Diaz found Sweetwater police officer Amauris Bastidas.

Bastidas followed Diaz to the scene where he took over for Godoy, who was performing chest pumps on the tiny child while Rauseo breathed into Sebastian's mouth.

"There was a female crying on the floor. At that time I didn’t realize she had a baby. The baby was lying on her lap. She told me, 'Help me, please help me. The baby's not responding.' The baby was pale, blue in colour," Bastidas told CBS4.

"I lifted him up in the air and moved him up and down," Bastidas told the Miami Herald. "He started breathing and crying."

Then Sebastian stopped breathing a second time.

The group continued to perform CPR until he started breathing again.

Diaz captured the life-saving scene on camera.

"It's a great thing that people actually stopped to help," Diaz told CBS4.

"As a photojournalist you want to capture these images, but as a human being you want to get help," Diaz told the Daily News on Thursday night.

Two members of Miami-Dade Fire Rescue's hazardous materials crew were also stuck in traffic. Captain Anthony Trim and Lieutenant Alvaro Tonanez, each in separate cars, heard the emergency call over the radio, jumped out of their vehicles and rushed to the scene.

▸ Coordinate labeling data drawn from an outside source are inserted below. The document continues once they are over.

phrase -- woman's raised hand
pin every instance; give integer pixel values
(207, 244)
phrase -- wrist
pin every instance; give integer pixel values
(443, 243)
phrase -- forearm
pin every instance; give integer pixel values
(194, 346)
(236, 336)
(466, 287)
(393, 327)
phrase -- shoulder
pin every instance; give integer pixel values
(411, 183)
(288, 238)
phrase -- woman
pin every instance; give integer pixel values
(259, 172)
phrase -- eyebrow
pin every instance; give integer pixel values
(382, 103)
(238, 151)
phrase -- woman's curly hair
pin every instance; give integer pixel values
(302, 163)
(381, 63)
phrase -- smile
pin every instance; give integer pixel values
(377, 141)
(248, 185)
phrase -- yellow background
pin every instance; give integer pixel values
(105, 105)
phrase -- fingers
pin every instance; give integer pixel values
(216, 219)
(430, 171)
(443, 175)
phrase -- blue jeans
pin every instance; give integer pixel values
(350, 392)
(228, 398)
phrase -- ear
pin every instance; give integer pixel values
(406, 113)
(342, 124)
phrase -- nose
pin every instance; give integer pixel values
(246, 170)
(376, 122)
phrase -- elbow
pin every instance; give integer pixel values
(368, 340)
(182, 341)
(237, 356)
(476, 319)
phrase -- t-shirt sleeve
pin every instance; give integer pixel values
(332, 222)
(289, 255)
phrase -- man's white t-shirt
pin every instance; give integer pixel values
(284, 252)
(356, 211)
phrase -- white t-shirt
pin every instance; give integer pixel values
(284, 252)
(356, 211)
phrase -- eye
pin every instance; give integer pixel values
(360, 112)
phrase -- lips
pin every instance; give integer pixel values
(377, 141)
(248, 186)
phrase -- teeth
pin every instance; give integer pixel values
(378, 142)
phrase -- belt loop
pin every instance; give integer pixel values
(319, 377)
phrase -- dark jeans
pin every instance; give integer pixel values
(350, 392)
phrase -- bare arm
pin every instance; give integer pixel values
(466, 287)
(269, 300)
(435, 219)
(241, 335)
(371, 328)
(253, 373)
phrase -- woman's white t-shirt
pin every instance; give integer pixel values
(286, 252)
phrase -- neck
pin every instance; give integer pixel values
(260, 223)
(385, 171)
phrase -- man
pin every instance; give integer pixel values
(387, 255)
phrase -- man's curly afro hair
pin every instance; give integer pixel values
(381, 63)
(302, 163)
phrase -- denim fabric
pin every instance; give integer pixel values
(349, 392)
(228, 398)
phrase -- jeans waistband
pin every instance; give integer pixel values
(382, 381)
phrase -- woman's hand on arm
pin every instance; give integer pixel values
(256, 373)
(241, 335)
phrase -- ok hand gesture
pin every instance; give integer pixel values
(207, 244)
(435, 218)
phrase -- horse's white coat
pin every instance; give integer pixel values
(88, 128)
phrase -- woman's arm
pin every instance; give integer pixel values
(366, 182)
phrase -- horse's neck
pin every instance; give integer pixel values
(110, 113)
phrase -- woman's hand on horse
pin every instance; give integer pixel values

"The aunt gave him the baby," Trim said of Tonanez. "He did a quick check and made sure the baby’s airway was open."

The two men arrived on the scene moments before Miami Fire Rescue arrived and rushed the baby to Jackson Memorial Hospital's Pediatrics unit.

"Everybody got there in seconds, it seemed," Diaz said.

According to a hospital spokeswoman, the baby was listed in stable condition on Thursday evening.

Born prematurely, Sebastian has respiratory issues.

"I was just thinking about my sister, like, 'I can't, I can't let this happen, I can't, I can't. She trusted me with her baby and I can't let this baby die on me,'" Rauseo told WSVN.